I found out the hard way, cutting off the zipper tape at the bottom without sealing it off. The first time I tried them on for fit, the zipper pull came right off, of course.

Sunday, February 17, 2013

Design Mending a la Jude

running stitch then combination wrap stitch
As I have mentioned previously here, I have been enrolled in Jude Hill's classes recently. I am letting it steep, trying some little samples here and there. Not trying to force it.

One of my favorite garments is a kimono made out of a 7 ounce denim - not as sturdy as indigo, I expect, but it was the closest I could come to indigo at the time I made it.
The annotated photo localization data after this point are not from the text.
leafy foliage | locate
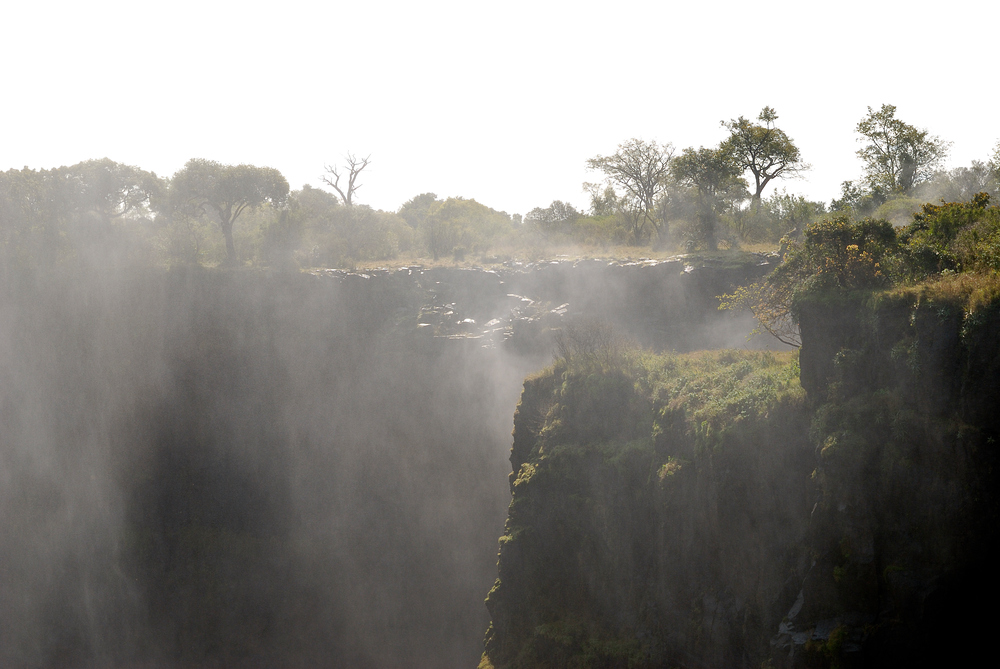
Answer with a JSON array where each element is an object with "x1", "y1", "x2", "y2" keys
[
  {"x1": 422, "y1": 196, "x2": 515, "y2": 259},
  {"x1": 671, "y1": 146, "x2": 748, "y2": 251},
  {"x1": 2, "y1": 109, "x2": 998, "y2": 270},
  {"x1": 726, "y1": 187, "x2": 1000, "y2": 350},
  {"x1": 524, "y1": 200, "x2": 581, "y2": 235},
  {"x1": 722, "y1": 217, "x2": 897, "y2": 346},
  {"x1": 721, "y1": 106, "x2": 808, "y2": 207},
  {"x1": 719, "y1": 279, "x2": 800, "y2": 347},
  {"x1": 914, "y1": 160, "x2": 1000, "y2": 204},
  {"x1": 897, "y1": 192, "x2": 1000, "y2": 275},
  {"x1": 485, "y1": 346, "x2": 805, "y2": 668},
  {"x1": 0, "y1": 160, "x2": 162, "y2": 270},
  {"x1": 855, "y1": 104, "x2": 950, "y2": 194},
  {"x1": 164, "y1": 159, "x2": 290, "y2": 265},
  {"x1": 731, "y1": 189, "x2": 826, "y2": 244}
]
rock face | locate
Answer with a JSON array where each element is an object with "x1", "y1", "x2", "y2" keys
[
  {"x1": 311, "y1": 255, "x2": 781, "y2": 355},
  {"x1": 481, "y1": 350, "x2": 813, "y2": 668},
  {"x1": 776, "y1": 285, "x2": 1000, "y2": 668},
  {"x1": 482, "y1": 280, "x2": 1000, "y2": 668}
]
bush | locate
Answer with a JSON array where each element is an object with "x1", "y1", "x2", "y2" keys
[
  {"x1": 896, "y1": 193, "x2": 1000, "y2": 277},
  {"x1": 721, "y1": 216, "x2": 897, "y2": 346}
]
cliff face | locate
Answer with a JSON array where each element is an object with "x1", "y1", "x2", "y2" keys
[
  {"x1": 484, "y1": 350, "x2": 812, "y2": 668},
  {"x1": 782, "y1": 279, "x2": 1000, "y2": 667},
  {"x1": 483, "y1": 275, "x2": 1000, "y2": 668}
]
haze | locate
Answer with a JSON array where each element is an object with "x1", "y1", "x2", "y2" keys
[{"x1": 3, "y1": 1, "x2": 995, "y2": 216}]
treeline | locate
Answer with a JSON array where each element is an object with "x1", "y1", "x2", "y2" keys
[
  {"x1": 724, "y1": 194, "x2": 1000, "y2": 348},
  {"x1": 3, "y1": 104, "x2": 999, "y2": 271},
  {"x1": 568, "y1": 104, "x2": 1000, "y2": 250},
  {"x1": 0, "y1": 158, "x2": 524, "y2": 270}
]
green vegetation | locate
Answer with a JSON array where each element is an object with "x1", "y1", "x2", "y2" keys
[
  {"x1": 721, "y1": 107, "x2": 808, "y2": 209},
  {"x1": 855, "y1": 104, "x2": 950, "y2": 196},
  {"x1": 4, "y1": 103, "x2": 996, "y2": 273},
  {"x1": 585, "y1": 139, "x2": 674, "y2": 244},
  {"x1": 670, "y1": 145, "x2": 747, "y2": 251},
  {"x1": 485, "y1": 336, "x2": 807, "y2": 668},
  {"x1": 164, "y1": 159, "x2": 290, "y2": 266},
  {"x1": 486, "y1": 163, "x2": 1000, "y2": 666},
  {"x1": 722, "y1": 193, "x2": 1000, "y2": 348}
]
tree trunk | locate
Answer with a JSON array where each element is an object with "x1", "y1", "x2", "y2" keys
[{"x1": 221, "y1": 219, "x2": 236, "y2": 265}]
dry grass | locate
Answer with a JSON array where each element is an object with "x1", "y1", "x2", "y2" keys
[{"x1": 883, "y1": 270, "x2": 1000, "y2": 312}]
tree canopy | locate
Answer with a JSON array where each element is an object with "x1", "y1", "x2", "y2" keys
[
  {"x1": 166, "y1": 159, "x2": 289, "y2": 265},
  {"x1": 3, "y1": 102, "x2": 999, "y2": 269},
  {"x1": 671, "y1": 147, "x2": 747, "y2": 251},
  {"x1": 721, "y1": 107, "x2": 806, "y2": 209},
  {"x1": 422, "y1": 197, "x2": 513, "y2": 259},
  {"x1": 1, "y1": 160, "x2": 162, "y2": 269},
  {"x1": 586, "y1": 139, "x2": 673, "y2": 243},
  {"x1": 856, "y1": 104, "x2": 949, "y2": 195},
  {"x1": 525, "y1": 200, "x2": 581, "y2": 233}
]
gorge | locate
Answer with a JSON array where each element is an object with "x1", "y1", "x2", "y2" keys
[
  {"x1": 3, "y1": 253, "x2": 995, "y2": 668},
  {"x1": 0, "y1": 256, "x2": 771, "y2": 667}
]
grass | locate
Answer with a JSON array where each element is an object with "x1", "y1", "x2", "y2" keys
[{"x1": 529, "y1": 345, "x2": 804, "y2": 460}]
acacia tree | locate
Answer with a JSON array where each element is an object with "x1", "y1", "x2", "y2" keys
[
  {"x1": 322, "y1": 153, "x2": 370, "y2": 206},
  {"x1": 721, "y1": 107, "x2": 807, "y2": 210},
  {"x1": 586, "y1": 139, "x2": 673, "y2": 242},
  {"x1": 167, "y1": 159, "x2": 289, "y2": 265},
  {"x1": 64, "y1": 158, "x2": 162, "y2": 222},
  {"x1": 856, "y1": 104, "x2": 949, "y2": 194},
  {"x1": 671, "y1": 147, "x2": 747, "y2": 251}
]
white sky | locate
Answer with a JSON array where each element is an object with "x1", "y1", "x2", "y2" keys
[{"x1": 3, "y1": 1, "x2": 997, "y2": 216}]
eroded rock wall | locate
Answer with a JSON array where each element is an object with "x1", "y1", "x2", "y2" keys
[{"x1": 484, "y1": 281, "x2": 1000, "y2": 668}]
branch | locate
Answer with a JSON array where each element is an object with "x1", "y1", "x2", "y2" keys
[{"x1": 321, "y1": 165, "x2": 350, "y2": 205}]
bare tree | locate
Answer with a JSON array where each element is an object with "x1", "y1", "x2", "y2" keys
[
  {"x1": 321, "y1": 153, "x2": 370, "y2": 206},
  {"x1": 587, "y1": 139, "x2": 673, "y2": 243}
]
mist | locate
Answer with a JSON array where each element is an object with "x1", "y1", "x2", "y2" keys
[
  {"x1": 0, "y1": 266, "x2": 535, "y2": 667},
  {"x1": 0, "y1": 252, "x2": 770, "y2": 667}
]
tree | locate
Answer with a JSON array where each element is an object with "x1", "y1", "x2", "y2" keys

I have now discovered sources online, like especially Shibori Girl.

As denim does, this one is beginning to show wear at the edges. First it fades to white, then it begins to fray. And without my taking note, the entire garment has become a softer blue, a softer textile, a softer item to wear.

Today I am adding some stitch to the edge to provide a buffer from normal wear. It's a stitch I made up, but it is probably not original with me.

I started with a running stitch all along the edge. Next I anchored a thread at one end and began to wrap the running stitch on both sides - moving from a stitch on the front to a stitch on the back.

Looking a little faded. I like it.

To me the resulting stitch looks like bird tracks. I'll call it the bird track stitch for now.

Cross Training - Silk Dye Painting

Quite by accident, I have discovered the advantages of cross-training.

I have learned to quilt, while continuing to construct clothes. And I've explored art quilting, which I love almost as much as clothing construction. I always return to clothing construction, my first and favorite hand craft. Often I return, affected by, inspired by, informed by the new aesthetics and techniques.

Now I am in the midst of a fun and relaxing adventure outside of my comfort zone. I am taking an 8 week class in silk dye painting from Hellenne Vermillion, a wonderful artist AND teacher. This is the first piece I've taken from start to finish.

I have applied new-to-me techniques to get it to this point: doodle drawing with the resistad, a resist agent; then painting inside the drawn resist lines. I tried to produce as many different, and bright colors as I could. And I tried a little blending while painting on the silk. Some of it was on purpose.

Lastly I steamed it and washed it out. I did not believe that it would really work, so I took *before* pictures, in case it returned to its orginal state of off-white silk crepe de chine. It really worked! A testimony to Hellenne's teaching skill.

It is not a work of art, but it is joyful. So I am joyful with it.

It will become something - perhaps a happy surprise on the inside of a garment? Wall hanging? Window decoration? An infinity scarf? It looks the same on both sides, given the nature of dye painting. So it would be interesting as a mobius scarf.

Before steaming and washing


Sunday, February 10, 2013

Winter Crop Circle

Recent projects include this very small piece - 12 inches by 12 inches. The off-white is a silk noil lined in cotton flannel; the black is a light-weight wool with heavy interfacing.

I stitched what I thought was Jude's wrap stitch. But now I cannot find her info about it. Did I imagine it?

The stitch involves two passes.  I used pearl cotton for both.

The first pass is a simple running stitch, worked from the back on a piece of flannel. That way, I could mark the lines and follow them easily.

The second pass is worked on the surface. I attached the second piece of thread on the back and came through to the front, near a running stitch. Then I used the end of the needle to gently lift each running stitch, sliding the second thread under it with the tip of the needle. It creates a texture sort of like small waves. Twisted. Wrapped. Snugged.

To me it looks like a crop circle viewed from an airplane window after a heavy snow. A little thought for the blanket son and family are experiencing in NH.

I did use Jude's method of managing the ragged edge, though I sewed the edge with my machine. The silk noil was just right for this.

I am also intertwined with this prayer quilt. Small quilt. Huge prayers for Katie. She knows.

Tuesday, February 5, 2013

Steely beast

Queen of hearts
Jude was right. Denim is the devil to needle.